Cristo é quem sustenta e anima a Igreja porque dela participa o seu Espírito. É necessário levar em conta tanto o fato de que Cristo é a cabeça daquela Igreja que é seu corpo, quanto o fato de que os membros da Igreja são pessoas em si mesmos e, como tal, não podem ser dissolvidos em uma personalidade comunitária. Então é necessário ir além da simples personalidade corporativa, de natureza jurídica, e entender o Espírito como uma força de comunhão que, em virtude de sua ancestralidade trinitária, coloca os fiéis em profunda comunhão com Cristo e com sua vida, ao mesmo tempo em que respeita a sua singularidade e a distinção. Como força de comunhão, o Espírito media-se nas pessoas e assim as torna participantes de sua comunhão com as pessoas divinas do Pai e do Filho e membros da comunhão eclesial. 

Neste contexto, a leitura mariana da Igreja parece verdadeiramente profunda. Por um lado, Maria modela-se segundo aquele dom de si que é próprio do Filho, enquanto, por outro, modela-se segundo aquela comunhão unificadora de muitos que é o Espírito. Deste modo, o dom de si do Filho chega à plenitude do reino na economia da salvação somente quando a Igreja emana de si mesma participando do seu Espírito. Em Maria a Igreja, que o Espírito construirá mais tarde na história, está presente de forma originante, e como tal real, por isso podemos definir Maria como a subjetividade normativa da Igreja em sua resposta como Esposa a Cristo.

A relação de Maria com Cristo passa pelo Espírito porque na encarnação Maria não cooperou imediatamente com seu Filho, naquele início da obra da salvação, mas o fez somente por meio da mediação do Espírito Santo.
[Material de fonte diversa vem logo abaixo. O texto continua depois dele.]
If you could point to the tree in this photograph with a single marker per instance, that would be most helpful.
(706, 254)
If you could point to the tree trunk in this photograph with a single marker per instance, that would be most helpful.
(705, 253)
A função própria do Espírito Santo na economia da salvação pode ser descrita como uma colaboração na obra redentora do Filho. A cooperação de Maria é antes de tudo uma participação na colaboração que o Espírito Santo presta à obra redentora do Filho. Seguindo a herança pneumatológica patrística podemos afirmar que a personalidade de Maria é pneumatoforme.

Cristo e o Espírito parecem ser ativos em Maria e são necessários para a vida da Igreja; Cristo confere unidade aos vários membros como partes de um todo, enquanto o Espírito confere a este todo as características próprias de cada vida pessoal: memória e consciência. Deste modo, a personalidade da Igreja começa com Cristo, vive pelo Espírito e encontra o seu ícone em Maria: nela o Espírito desempenha uma função única e singular que a leva a fazer da sua relação global com a Palavra – através do Espírito – o modelo de vida de cada cristão.